Accurate, Accessible Answers
note: this post was updated 4/30/2010 based on MoSop's keen eye.
Thanks MoSop.


  1. Nice recap of a very moving and motivational program! I feel truly blessed to have been able to attend.

    One correction: The story about a woman researching her war hero Great-Grandfather and finding her long-lost Estonian relatives was entitled "Letters from Estonia".
    A separate film was entitled "Finding Emma", which told the heart-tugging story you have described which took place in the leprosy colony located on the island of Molokai, Hawaii during the 1800's.

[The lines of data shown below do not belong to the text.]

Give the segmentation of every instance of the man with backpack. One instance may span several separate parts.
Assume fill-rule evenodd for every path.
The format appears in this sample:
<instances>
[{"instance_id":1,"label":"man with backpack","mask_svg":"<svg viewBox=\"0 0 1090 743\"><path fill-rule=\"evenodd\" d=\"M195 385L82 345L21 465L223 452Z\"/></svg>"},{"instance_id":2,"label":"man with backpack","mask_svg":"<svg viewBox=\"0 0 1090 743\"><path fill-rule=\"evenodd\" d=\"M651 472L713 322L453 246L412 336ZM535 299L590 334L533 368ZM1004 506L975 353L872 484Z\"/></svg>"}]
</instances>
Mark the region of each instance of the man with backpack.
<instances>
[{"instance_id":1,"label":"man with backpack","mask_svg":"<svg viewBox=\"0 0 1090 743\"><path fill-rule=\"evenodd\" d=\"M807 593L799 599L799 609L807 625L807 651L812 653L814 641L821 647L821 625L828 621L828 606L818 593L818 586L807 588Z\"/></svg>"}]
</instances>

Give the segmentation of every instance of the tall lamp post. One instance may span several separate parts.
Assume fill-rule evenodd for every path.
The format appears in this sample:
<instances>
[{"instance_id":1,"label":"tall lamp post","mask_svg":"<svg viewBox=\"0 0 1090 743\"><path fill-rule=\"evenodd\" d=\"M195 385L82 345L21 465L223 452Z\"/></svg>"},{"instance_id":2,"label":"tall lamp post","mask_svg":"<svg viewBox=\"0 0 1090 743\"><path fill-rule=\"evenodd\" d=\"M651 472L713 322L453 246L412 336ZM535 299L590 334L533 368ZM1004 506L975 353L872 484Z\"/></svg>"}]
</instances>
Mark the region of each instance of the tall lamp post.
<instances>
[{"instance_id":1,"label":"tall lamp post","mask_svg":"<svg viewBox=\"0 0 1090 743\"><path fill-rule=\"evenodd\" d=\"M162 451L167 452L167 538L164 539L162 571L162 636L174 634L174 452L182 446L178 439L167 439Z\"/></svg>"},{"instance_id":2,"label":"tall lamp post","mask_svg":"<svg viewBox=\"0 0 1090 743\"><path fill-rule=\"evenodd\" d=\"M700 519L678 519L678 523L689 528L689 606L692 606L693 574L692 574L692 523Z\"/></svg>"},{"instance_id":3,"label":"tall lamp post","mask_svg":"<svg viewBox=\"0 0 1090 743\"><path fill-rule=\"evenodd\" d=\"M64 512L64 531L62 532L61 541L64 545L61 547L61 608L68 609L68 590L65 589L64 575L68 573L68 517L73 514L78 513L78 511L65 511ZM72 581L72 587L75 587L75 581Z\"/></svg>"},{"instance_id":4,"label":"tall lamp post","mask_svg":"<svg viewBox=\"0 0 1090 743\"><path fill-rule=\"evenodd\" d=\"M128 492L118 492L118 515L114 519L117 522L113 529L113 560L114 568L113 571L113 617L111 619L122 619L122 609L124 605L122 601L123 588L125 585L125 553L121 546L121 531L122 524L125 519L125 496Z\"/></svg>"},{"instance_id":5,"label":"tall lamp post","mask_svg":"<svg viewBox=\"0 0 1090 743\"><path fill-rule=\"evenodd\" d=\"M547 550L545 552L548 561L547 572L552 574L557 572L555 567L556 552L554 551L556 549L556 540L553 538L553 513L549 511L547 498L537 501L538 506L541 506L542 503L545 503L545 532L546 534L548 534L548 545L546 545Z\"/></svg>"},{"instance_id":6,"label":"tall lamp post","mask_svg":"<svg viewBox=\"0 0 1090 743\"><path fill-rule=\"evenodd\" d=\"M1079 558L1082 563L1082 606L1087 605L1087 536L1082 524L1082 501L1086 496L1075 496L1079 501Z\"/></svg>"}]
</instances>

    One of my favorite quotes of the evening came from Mr. McCullough who wisely and wittily suggested that if one wishes to achieve 'immortality' one should "keep a diary, and then when you see that the curtains are going to come down, give it to the Library of Congress, and you'll be quoted for years to come - because it will be the only diary!"

  2. Wow! I haven't become a conference-goer yet, but this sure makes me wish I'd been there! I wonder if the sessions/performances/speakers will be made available electronically? Do you know?

    Thanks for sharing.


  3. Thank you for a beautiful description of a beautiful evening!

  4. I was just leaving a comment about David McCullough at Randy Seaver's blog. I'm so glad to "attend a conference" vicariously through all the genea-bloggers. My sister lives near David McCullough on Martha's Vineyard. Before he became very famous my dad used to bring his books to the island when he visited my sister, and then walk down to David's to have them autographed. I hope to inherit those books someday! He was always a nice guy, and he must be a wonderful speaker. I never heard him speak formerly, just chat in the back yard when I was a kid.